Claes et al. (1997) added 2 families to the growing list of nonspecific X-linked mental retardation (XLMR) families in which the disease gene could be mapped to a specific site on the X chromosome. The first family reported was designated MRX49 (300114). The second of these families, designated MRX50, contained 4 males in 2 generations showing moderate mental retardation.

Mapping

Linkage analysis in the MRX50 family by Claes et al. (1997) showed location of the locus at Xp11.3-p11.21 in the pericentromeric part of the short arm of the X chromosome, overlapping with a large number of other MRX gene regions: MRX1 (309530), MRX5, MRX7, MRX8, MRX9 (309549), MRX10, MRX11, MRX12 (300957), MRX13, MRX14 (300062), MRX15, MRX18, MRX22, MRX26, MRX31, and MRX38 (see 300419). Gedeon et al. (1996) hypothesized that all of the MRX assignments clustered on the pericentromeric part of Xp could be accounted for by 2 gene locations, namely the MRX1 and the MRX10 locations.
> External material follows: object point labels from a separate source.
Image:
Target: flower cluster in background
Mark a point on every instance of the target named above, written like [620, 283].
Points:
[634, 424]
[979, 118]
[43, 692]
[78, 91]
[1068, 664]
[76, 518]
Some of these families with pericentromeric gene locations show additional characteristic abnormalities and some of them show manifestations of disease in heterozygous carriers. Claes et al. (1997) commented that whether these clinical differences reflect allelic variability or locus heterogeneity will become clear only after the cloning of the responsible genes.